Assessment of urban landslide groundwater characteristics and origin using artificial tracers, hydro-chemical and stable isotope approaches

Abstract

In the framework of landslides, the hydrogeological features play an essential role in slope stability, governing water movement and thus resulting in modification of the effective stress in the soil. In this framework, the hydrogeological conceptualization of landslide areas and the identification of groundwater origin are key points to developing risk mitigation measures. In fact, groundwater recharge cannot always be attributed to local precipitation alone. Mixing processes between water derived from local infiltration and deep water upflow along tectonic lineaments or anthropogenic water can affect the groundwater balance on a local scale. This study aims to define the potential groundwater origin of one of the highest risk urban landslides in central Italy and to define a hydrogeological conceptual model by exploiting its existing drainage system network.
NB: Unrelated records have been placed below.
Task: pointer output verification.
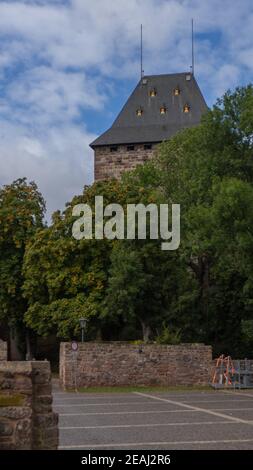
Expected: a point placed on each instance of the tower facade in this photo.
(159, 107)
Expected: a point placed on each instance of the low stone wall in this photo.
(26, 417)
(3, 350)
(117, 363)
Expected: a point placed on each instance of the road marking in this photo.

This research is based on a multiple-techniques approach based on hydrological water balance, artificial tracer tests during recharge period, seasonal monitoring of the water stable-isotope content, hydro-chemical survey during low-flow periods, and analysis of the piezometric level fluctuation. All these analyses are coupled with a detailed reconstruction of the geology of the area depicted from boreholes and drill holes. Two groundwater bodies have been evidenced from the study. The shallower one is located in the landslide unstable zone and is hydraulically connected to a deeper groundwater body hosted in the underlying bedrock. Results highlighted that the local rainfall regime could not fully explain the hydro-chemical facies. Local water contributions to the landslide area coming from leakage of the urban sewerage system have been evidenced, excluding deep groundwater upflow from the fault system.